Taraflar arasındaki uyuşmazlık davalının icra yoluyla ödediği (15 adet bono bedeli+faiz) 57.713,10 TL için başlattığı icra takibi nedeniyle davacının davalıya borçlu olup olmadığıdır.
Uyuşmazlığın çözümü için öncelikle davalının davacıya verdiği 15 adet her biri 5.271,00 TL bono nedeniyle borçlu olup olmadığının tespiti gerekmektedir.
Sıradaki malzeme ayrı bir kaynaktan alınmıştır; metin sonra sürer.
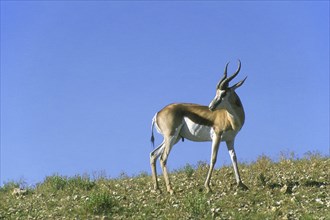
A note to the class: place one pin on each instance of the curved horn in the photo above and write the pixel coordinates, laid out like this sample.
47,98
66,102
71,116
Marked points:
235,74
220,83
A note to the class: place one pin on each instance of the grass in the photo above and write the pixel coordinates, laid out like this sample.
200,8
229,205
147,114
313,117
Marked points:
290,188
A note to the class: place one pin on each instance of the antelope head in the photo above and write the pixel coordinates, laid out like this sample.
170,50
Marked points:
223,91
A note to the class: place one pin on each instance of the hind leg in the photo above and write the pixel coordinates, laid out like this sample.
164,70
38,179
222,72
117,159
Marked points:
169,143
153,157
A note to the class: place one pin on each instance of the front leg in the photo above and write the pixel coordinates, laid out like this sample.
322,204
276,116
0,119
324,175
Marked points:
232,153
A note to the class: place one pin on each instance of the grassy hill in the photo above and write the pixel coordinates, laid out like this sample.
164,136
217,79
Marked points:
288,189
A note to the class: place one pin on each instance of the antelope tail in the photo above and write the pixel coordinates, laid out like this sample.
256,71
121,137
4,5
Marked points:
152,139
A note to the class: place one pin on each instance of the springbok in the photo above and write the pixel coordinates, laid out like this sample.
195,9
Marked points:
218,122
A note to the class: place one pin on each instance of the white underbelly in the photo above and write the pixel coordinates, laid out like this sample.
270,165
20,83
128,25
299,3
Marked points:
196,132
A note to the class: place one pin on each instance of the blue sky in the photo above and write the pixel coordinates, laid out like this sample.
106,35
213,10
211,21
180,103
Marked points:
81,80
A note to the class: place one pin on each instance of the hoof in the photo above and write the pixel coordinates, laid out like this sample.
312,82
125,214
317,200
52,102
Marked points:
242,186
156,191
170,191
208,189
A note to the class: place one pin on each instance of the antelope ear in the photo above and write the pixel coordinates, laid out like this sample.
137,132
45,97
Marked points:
239,83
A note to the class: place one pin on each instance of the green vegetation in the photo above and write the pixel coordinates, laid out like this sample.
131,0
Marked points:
288,189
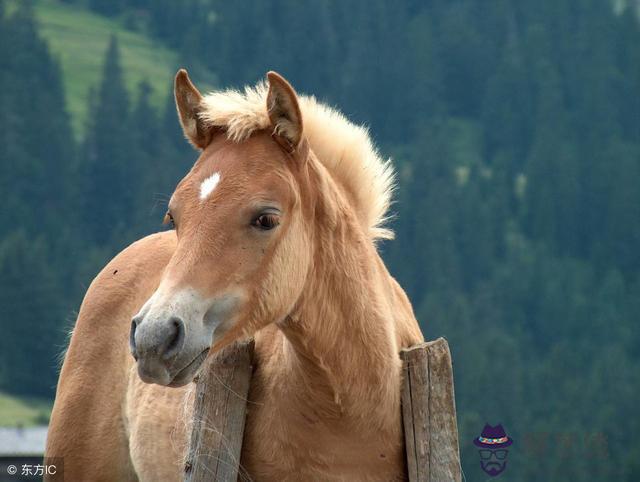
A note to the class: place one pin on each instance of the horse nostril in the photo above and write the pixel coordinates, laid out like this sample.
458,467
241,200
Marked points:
175,338
132,339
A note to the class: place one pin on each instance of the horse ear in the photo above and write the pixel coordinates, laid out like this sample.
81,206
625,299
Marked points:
188,103
284,111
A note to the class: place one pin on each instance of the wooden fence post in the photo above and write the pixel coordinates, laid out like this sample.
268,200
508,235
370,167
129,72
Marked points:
429,413
219,415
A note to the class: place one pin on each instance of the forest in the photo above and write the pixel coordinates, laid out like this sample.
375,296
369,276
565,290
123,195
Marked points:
515,131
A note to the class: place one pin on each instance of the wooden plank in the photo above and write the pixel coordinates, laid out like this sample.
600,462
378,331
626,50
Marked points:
429,414
219,414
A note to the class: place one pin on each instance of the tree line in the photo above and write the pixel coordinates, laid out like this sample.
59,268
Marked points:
515,130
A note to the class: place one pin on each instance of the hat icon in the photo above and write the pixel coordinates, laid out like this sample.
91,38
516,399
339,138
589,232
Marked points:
493,438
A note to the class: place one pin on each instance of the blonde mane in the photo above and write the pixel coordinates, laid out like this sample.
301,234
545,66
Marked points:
345,149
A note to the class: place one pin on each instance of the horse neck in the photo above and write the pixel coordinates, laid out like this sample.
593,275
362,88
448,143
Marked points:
340,338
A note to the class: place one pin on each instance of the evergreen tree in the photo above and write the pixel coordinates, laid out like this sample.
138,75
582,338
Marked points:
109,169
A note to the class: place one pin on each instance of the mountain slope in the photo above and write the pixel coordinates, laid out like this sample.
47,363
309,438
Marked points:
78,38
Davacı bu bonoların ücret alacağına karşılık verildiğini, davalı ise davacıya olan ücret borcunun birikmesi üzerine davacının bankadan çektiği faiziyle birlikte toplam 94.878,00 TL tutan kredi borcunu (18 ay x 5.271,00 TL) üstlendiğini ücret borcunu bu şekilde ödediğini ileri sürerek bu bonolar nedeniyle borçlu olmadığını, icraya ödemek zorunda kaldığı bu parayı borçlu olmadığından geri alabilmek için ilamsız takip yaptığını, davacıyı bedelsiz senedi takibe koyması nedeniyle C. Başsavcılığına şikayet ettiğini ileri sürmektedir.
Yapılacak iş, ..... Cumhuriyet Başsavcılığı"nın 2013/17672 soruşturma nolu, ..... 3. Asliye Hukuk Mahkemesinin 2013/856 Esas nolu, ..... 1. İş Mahkemesinin 2013/1089 Esas nolu dosyalarını, davacının ..... ... Şubesinden kullandığı davalı tarafından taksitleri ödenen krediye ilişkin dosyayı ve taraflar arasında düzenlendiği iddia olunan 16/09/2011 tarihli taahhütnameyi getirterek ve tüm deliller bir arada değelerlendirilerek çıkacak sonuca göre bir karar vermektir.
Mahkemece eksik inceleme ve araştırma sonucu yazılı şekilde karar verilmesi hatalı olup bozma nedenidir.
SONUÇ: Temyiz olunan kararın yukarıda açıklanan nedenle BOZULMASINA, bozma nedenine göre davalının kötüniyet tazminatına ilişkin temyiz itirazının incelenmesine şimdilik yer olmadığına, temyiz harcının istek halinde davalıya iadesine, 23/03/2016 gününde oybirliğiyle karar verildi.